Physical Examination:

The presence of findings indicating middle ear infection such as hole in the eardrum, retraction should be detected. Has the patient had previous ear surgery? It should be questioned. Active middle ear disease should be ruled out. Although cochlear implants can be placed in patients who have undergone surgery due to chronic middle ear disease, the operation becomes a little more difficult.
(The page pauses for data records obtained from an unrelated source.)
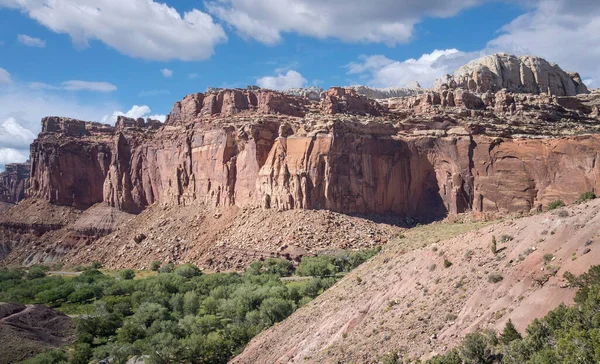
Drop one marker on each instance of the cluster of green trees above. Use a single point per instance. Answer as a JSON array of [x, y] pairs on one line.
[[179, 315], [565, 335]]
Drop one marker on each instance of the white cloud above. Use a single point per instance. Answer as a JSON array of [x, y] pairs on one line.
[[4, 76], [30, 41], [385, 21], [13, 135], [136, 111], [291, 79], [566, 32], [381, 71], [137, 28], [11, 155], [76, 85], [151, 93], [22, 107]]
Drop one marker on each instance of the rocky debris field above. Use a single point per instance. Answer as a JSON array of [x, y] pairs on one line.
[[229, 239]]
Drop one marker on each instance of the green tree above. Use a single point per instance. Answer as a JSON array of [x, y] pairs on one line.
[[273, 310], [191, 303], [127, 274], [156, 265], [55, 356], [36, 272], [510, 333], [555, 204], [188, 271], [475, 350], [320, 266]]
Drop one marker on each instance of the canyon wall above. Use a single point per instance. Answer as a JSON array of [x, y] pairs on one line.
[[14, 182], [504, 133], [348, 154]]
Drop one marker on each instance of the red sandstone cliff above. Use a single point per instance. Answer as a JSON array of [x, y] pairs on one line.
[[14, 182], [424, 156]]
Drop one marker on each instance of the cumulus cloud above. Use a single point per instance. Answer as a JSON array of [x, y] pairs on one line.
[[22, 108], [11, 155], [31, 41], [152, 30], [76, 85], [562, 31], [14, 135], [152, 93], [381, 71], [291, 79], [136, 111], [385, 21], [4, 76]]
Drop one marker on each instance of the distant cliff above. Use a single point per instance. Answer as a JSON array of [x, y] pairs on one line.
[[14, 182], [440, 152]]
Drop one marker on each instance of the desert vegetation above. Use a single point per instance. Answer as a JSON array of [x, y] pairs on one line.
[[179, 314]]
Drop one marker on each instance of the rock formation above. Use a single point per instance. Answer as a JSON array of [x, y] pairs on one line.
[[524, 74], [14, 181], [421, 156], [458, 148], [388, 92]]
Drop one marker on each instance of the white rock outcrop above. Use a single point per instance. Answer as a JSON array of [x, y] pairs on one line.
[[521, 74]]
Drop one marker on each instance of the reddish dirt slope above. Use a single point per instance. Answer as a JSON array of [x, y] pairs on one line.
[[410, 303], [26, 331]]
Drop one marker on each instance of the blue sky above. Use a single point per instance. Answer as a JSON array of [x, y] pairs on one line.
[[137, 57]]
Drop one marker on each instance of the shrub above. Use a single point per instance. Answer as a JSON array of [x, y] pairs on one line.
[[510, 333], [167, 268], [188, 271], [55, 356], [495, 278], [475, 350], [127, 274], [319, 266], [586, 196], [274, 309], [555, 204], [156, 265], [36, 272], [494, 245], [279, 267]]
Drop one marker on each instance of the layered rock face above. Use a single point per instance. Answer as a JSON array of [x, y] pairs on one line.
[[423, 156], [524, 74], [471, 144], [14, 182]]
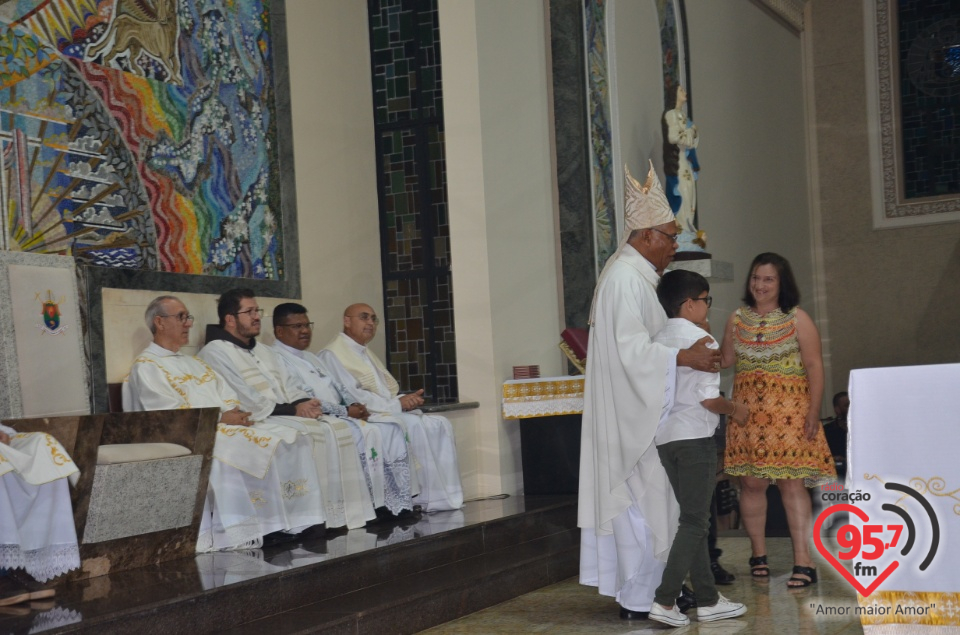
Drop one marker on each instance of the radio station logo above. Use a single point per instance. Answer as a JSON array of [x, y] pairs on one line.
[[864, 550]]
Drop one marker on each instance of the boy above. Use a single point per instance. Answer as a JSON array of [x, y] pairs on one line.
[[689, 455]]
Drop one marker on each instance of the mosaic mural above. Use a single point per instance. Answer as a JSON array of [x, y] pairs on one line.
[[601, 142], [141, 134], [414, 226], [670, 15]]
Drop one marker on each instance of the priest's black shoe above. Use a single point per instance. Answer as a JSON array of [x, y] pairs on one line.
[[721, 575], [627, 614], [687, 599]]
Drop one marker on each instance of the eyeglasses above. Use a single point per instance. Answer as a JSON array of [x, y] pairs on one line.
[[708, 300], [301, 326], [672, 237], [366, 317]]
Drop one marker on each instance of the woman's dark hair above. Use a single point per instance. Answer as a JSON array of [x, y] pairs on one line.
[[789, 292]]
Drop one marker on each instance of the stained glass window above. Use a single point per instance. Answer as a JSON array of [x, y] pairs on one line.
[[411, 175]]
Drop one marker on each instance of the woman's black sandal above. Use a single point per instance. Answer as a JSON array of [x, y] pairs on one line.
[[759, 567], [810, 572]]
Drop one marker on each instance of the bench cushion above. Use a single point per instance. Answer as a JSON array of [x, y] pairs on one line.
[[132, 452]]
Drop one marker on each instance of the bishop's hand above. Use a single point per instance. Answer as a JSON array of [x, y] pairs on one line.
[[700, 357]]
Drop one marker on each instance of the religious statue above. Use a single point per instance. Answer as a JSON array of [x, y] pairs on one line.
[[680, 165]]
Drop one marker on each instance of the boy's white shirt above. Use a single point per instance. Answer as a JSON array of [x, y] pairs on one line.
[[687, 418]]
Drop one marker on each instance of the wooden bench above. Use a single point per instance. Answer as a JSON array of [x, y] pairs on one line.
[[130, 514]]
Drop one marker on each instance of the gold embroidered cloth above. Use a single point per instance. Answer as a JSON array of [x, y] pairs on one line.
[[543, 397]]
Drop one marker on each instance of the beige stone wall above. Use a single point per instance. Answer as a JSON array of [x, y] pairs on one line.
[[500, 184], [892, 294]]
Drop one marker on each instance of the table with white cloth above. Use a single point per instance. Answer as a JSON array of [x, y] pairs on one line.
[[905, 431], [549, 410]]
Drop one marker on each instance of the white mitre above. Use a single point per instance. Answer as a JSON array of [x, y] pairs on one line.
[[644, 206]]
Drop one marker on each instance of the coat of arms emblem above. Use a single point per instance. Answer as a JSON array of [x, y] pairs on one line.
[[50, 314]]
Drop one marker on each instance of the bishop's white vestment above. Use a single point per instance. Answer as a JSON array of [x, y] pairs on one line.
[[382, 444], [37, 533], [431, 438], [627, 510], [262, 384], [263, 478]]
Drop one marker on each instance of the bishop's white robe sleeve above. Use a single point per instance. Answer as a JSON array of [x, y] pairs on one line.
[[147, 388], [374, 402]]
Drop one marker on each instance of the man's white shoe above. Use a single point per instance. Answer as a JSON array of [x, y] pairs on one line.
[[722, 610], [671, 616]]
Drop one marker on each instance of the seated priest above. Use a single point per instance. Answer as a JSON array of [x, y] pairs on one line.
[[255, 460], [382, 444], [38, 540], [265, 389], [350, 363]]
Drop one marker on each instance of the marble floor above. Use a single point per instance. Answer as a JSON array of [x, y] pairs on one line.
[[567, 608]]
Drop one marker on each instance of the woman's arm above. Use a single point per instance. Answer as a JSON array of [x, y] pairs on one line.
[[810, 355], [727, 355]]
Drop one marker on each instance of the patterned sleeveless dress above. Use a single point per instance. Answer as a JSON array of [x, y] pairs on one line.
[[771, 379]]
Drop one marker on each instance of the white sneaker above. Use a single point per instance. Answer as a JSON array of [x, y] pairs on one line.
[[671, 616], [722, 610]]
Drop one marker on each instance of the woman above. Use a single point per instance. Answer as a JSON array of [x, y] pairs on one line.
[[779, 375]]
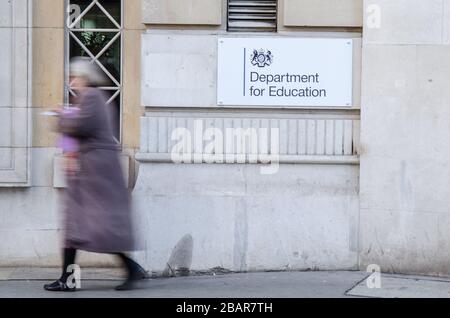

High resolution temporal bone tomography should be performed before all cochlear implant operations. With tomography, information about inner ear morphology, cochlea, position of facial nerve, facial recess size, height of jugular bulbus, and thickness of parietal bone in young children can be obtained. In order for all electrodes to be placed, the cochlea should be of normal structure and their rotation should be monitored. Mondini malformation of the cochlea does not allow insertion of all electrodes. However, it does not create an obstacle for the implant. Previous meningitis may disrupt the structure of the cochlea with fibrosis and ossification and prevent the electrode placement. Magnetic Resonance Imaging is helpful in evaluating whether the cochlea is open and the presence of the cochlear nerve after meningitis in children who are candidates for cochlear implantation. Imaging techniques are also important in evaluating the width of the internal acoustic canal.

Other Tests

Audiometric examination with and without a hearing aid for candidates who are considered to have a cochlear implant is helpful in the evaluation. Complete cochlear implant evaluation should be done by a trained audiologist.


Cochlear implant is a very good option in the treatment of severe hearing loss in patients with appropriate expectations.
The cochlear implant is placed by surgery in the mastoid bone area behind the ear. For this, a mastoidectomy is performed. The facial recess area between the facial nerve and the external ear canal is opened. A round window is observed from here. After rounding the round window niche, a cochleostomy is performed and electrodes are placed in the cochlea. The recipient is placed posterior to the auricle, adjacent to the mastoid cavity. Subsequently, the surgical area is closed. A few weeks after healing, the outer piece is placed, activated, and adjusted.
Facial nerve palsy can be seen at a rate of 0.4% depending on the surgery. Electrodes can be damaged by 1.2%. Tinnitus and dizziness can be seen after surgery, but subsides afterwards. Rarely, meningitis can be seen. In this case, antibiotic therapy is given intravenously. If the implant fails or breaks, it must be reinserted.

Patient Follow up

Postoperative anterior posterior skull radiography can be used to check whether the electrodes are located in the cochlea. A mastoid dressing is applied to the mastoid area for compression. The wound area is controlled with postoperative follow-up. Facial nerve functions are checked. After the operation, Magnetic Resonance Imaging cannot be done without removing the internal magnet part of the receiver.
Vaccination should be done for Pneumococcus and influenza to prevent meningitis. Postoperative antibiotic treatment should be given.
Programming of the electrodes can begin 2 weeks after the operation. However, programming is usually done 4-5 weeks after adequate wound healing.
Today, cochlear implant application can be performed bilaterally simultaneously.